In the search for new compositions of materials of maximal catalytic performance, various methods have been developed when using high-throughput experimentation for preparing and testing of catalysts. The methods are discussed along with the analysis of data obtained in experimentation.

For finding potential catalytic materials, a subset of representatives conveying the required information about all possibilities was addressed in the past by statistical design of experiments (DoE). DoE methods assume that interesting catalytic materials are uniformly distributed in the compositional space. If interesting materials form instead of only one cluster several small clusters in the compositional space, methods of function optimization should be used. Most successful in the search of optimal catalytic materials have been evolutionary, i.e. a biologically inspired, stochastic optimisation methods. Their most well-known representatives are genetic algorithms (GA), in which the incorporation of random influences attempts to mimic the evolution of a genotype. Basically, that method comprises:
- random crossover; - random mutation,

- selecting the locations for cross-over and mutation (parent locations) according to a probability distribution.

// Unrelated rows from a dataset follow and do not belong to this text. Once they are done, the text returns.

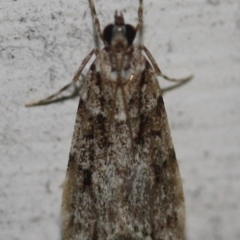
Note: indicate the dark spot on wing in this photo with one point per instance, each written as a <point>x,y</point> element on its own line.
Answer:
<point>160,106</point>
<point>87,177</point>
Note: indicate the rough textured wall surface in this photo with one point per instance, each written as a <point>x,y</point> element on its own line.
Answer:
<point>42,43</point>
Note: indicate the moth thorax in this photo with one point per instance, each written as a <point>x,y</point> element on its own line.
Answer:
<point>119,36</point>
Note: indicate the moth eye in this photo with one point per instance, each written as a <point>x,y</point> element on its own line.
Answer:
<point>107,33</point>
<point>130,33</point>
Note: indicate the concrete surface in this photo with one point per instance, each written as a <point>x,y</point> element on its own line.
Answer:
<point>42,44</point>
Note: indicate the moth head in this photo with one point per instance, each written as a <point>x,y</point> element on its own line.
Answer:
<point>119,35</point>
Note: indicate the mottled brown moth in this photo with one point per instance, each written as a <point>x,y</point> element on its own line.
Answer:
<point>122,180</point>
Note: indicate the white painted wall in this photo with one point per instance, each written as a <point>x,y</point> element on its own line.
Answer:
<point>42,44</point>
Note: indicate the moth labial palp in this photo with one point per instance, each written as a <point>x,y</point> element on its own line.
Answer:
<point>122,179</point>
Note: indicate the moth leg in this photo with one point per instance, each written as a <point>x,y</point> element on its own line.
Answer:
<point>139,27</point>
<point>96,21</point>
<point>180,81</point>
<point>74,80</point>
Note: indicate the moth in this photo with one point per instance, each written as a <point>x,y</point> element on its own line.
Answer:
<point>122,180</point>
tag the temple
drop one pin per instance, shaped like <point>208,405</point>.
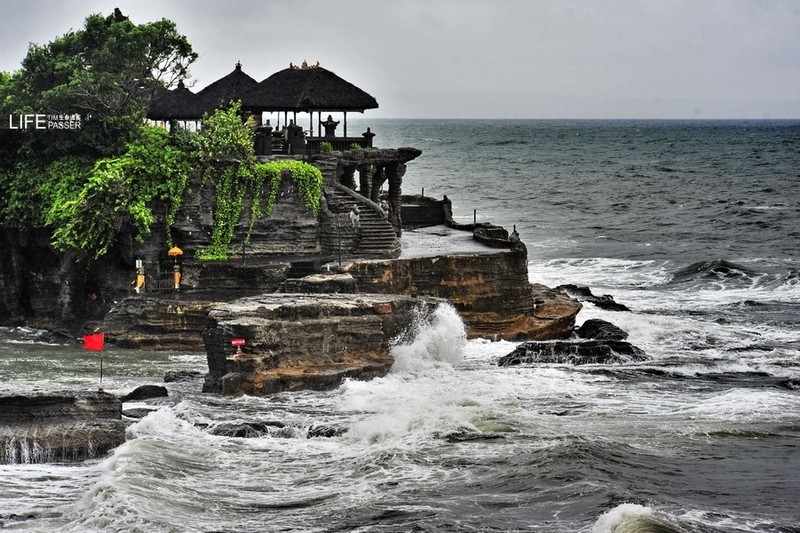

Subsequent data analysis may be done by artificial neural networks (ANN), which are distributed computing systems attempting to implement a part of the functionality of biological neural networks. From the point of view of data analysis, their most valuable feature is the ability to approximate arbitrarily complex dependences, such as the dependence of catalytic performance on the composition of the material and its various physical and physicochemical properties. In this way, new insights into the science of heterogeneous catalysis may be obtained.

Applications of GA and ANN are illustrated for the development of catalytic materials for several reactions.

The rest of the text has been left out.